"The Sufis, who are the mystics of Islam, say you need to travel and understand strangers because, if not, you do not know who you are. Safar, the Arabic word equivalent to "trip", known to Westerners thanks to the culture of tourism ("safari"), means "unmasking" ("kashfi l'qina"). According to many Sufis, the "trip" is called "safar, because it reveals the real being of the Musafir ('traveler') ... The hidden face becomes visible." The trip, Safar, as an experience of discovering oneself, involves moving in space, "covering the distance" (qat 'al-massafa). Leave the known terrain to penetrate unknown territories. In the Koran, the root of this word (SFR) is related to the light "and the dawn when it shines in front" (wa al-subh ida asfara) and "illuminates the faces" (wu juhun musfara). "

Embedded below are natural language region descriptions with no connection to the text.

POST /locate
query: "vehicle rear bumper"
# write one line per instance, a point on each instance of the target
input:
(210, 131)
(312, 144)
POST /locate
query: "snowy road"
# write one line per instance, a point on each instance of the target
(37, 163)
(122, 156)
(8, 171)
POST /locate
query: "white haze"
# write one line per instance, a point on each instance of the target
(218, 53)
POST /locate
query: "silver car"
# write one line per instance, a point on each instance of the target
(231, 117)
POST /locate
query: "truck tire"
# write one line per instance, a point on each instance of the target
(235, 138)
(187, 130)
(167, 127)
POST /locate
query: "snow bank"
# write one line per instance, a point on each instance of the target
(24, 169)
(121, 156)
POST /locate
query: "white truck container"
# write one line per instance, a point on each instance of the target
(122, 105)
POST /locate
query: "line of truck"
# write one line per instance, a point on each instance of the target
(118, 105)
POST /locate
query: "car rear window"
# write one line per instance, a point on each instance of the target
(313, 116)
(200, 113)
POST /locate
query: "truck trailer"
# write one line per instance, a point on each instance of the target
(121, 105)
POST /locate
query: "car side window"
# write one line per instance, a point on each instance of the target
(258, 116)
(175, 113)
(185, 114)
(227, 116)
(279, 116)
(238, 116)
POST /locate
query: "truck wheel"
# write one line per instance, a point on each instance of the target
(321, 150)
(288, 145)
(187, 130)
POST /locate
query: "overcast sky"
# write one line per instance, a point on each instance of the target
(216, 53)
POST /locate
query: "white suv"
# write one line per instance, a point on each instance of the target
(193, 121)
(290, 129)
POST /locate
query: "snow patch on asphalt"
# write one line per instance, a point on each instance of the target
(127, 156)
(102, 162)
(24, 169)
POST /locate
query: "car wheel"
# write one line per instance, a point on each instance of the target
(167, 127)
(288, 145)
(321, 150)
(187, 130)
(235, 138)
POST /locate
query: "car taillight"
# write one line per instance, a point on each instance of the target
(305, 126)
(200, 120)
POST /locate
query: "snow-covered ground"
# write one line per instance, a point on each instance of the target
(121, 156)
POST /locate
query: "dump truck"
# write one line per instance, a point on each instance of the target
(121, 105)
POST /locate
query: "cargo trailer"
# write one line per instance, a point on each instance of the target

Fantasies of the harem and new Sherezades. Fatema Mernissi
Traveling brought me closer to myself. I go far to find myself in font of a reality that mirrors my prejudices, my fears, my purest joy… a reality that highlights my deepest needs and truths. Traveling with a camera has allowed me to connect with people otherwise unapproachable and to enter worlds that would otherwise still be unknown for me. But what I appreciate the most about those experiences is how I’m faced constantly with challenges. Traveling is challenging. And I’ve endorsed the challenge even more, since my early twenties, by doing it alone. And it’s right there, in the not-so-picture-perfect places, in the scary and lonely moments, when the weather is awful and when nothing seems to go right… Is right there, where magic happens and traveling pays off.
Coming back home, those are the stories I like to share with friends and family. That time I was in Nepal and wanted to catch a bus to a little village to spend de Dashain. The bus station was a complete chaos, no more seats available and not even one car had a sign with the destination. A young boy “adopted me” and found me a seat, bought me peanuts and water for the ride, payed for my ticket, and left without even saying his name, almost without accepting my endless “thank you’s”. I was in awe, and still am today, of how much kindness there is in the world.
Is the lonely moments, far from home, in the mids of a powercut, in a stone-hard bed… that make traveling such an interesting and intense journey. Eating a mango for breakfast tastes like glory after such a hard night.
The Napalese look at each other indiscriminately, but if you look back at them, you find sincere and kind eyes, curious about the novelty.
They have just passed a civil war, but they have not conserved a whim of scorn or fear. The Nepalese are calm, serene people, who, despite living without norms, without government, without monarchy or traffic signs have been able to find the order and way of living between this chaos and so much dust. They are welcoming people, for whom it is an honor to host the strangers and serve them by sharing what they have grown with their own hands, in their own lands. So much so that his religion not only respects the other religions, but often Hinduism and Buddhism share temples.
In Nepal, however, as everywhere, not all that shines is gold. They are one of the countries with the most natural resources in the world, the amount of water that is between its imposing mountains has an endless flow and during the monsoon season, the 10 water pits flooding the streets of Kathmandu stop the traffic for hours. Even so, people have to spend hours and hours in a cue to have access to a contaminated water source, to fill a single bucket that will have to ration.
Garbage piles up on the corners and on the side of the river, and although it does not smell as bad as one would expect, there is a large part of the population that became visually disabled due to the chemicals that the trash emanates.
Thousands of children are sent to orphanages, as international cooperation has missleaded them to receive better education and future if abandoned and picked up by Western volunteers.
The caste system, subtly in force, condemns the Nepalies from birth to better education, a better job, a position within the power structures of the country, a certain lifestyle, a specific lover.
Their religion teaches them the value of not establishing ties, and although they are perseverant, caring, conscious people of their nature, they face the great abysses of human nature with the coldness of not clinging to their own lives, so Death is less painful and possessions less transcendent.
In turn, however, you just have to exchange a "namaste" and a friendly smile to consider yourself as close as a Bhai, a brother. If you are lost they’ll not think twice, they will close the business and accompany you wherever you need. If you are alone you won’t even be asked, they will keep you company and they will accept you as family.
The concept of passing time is different than in the West. The Nepalese live a steady pace of "now and here", they live up to date, without planning, without expectations, without disappointment. It's funny how we have so many things to learn from a country we call "underdeveloped"!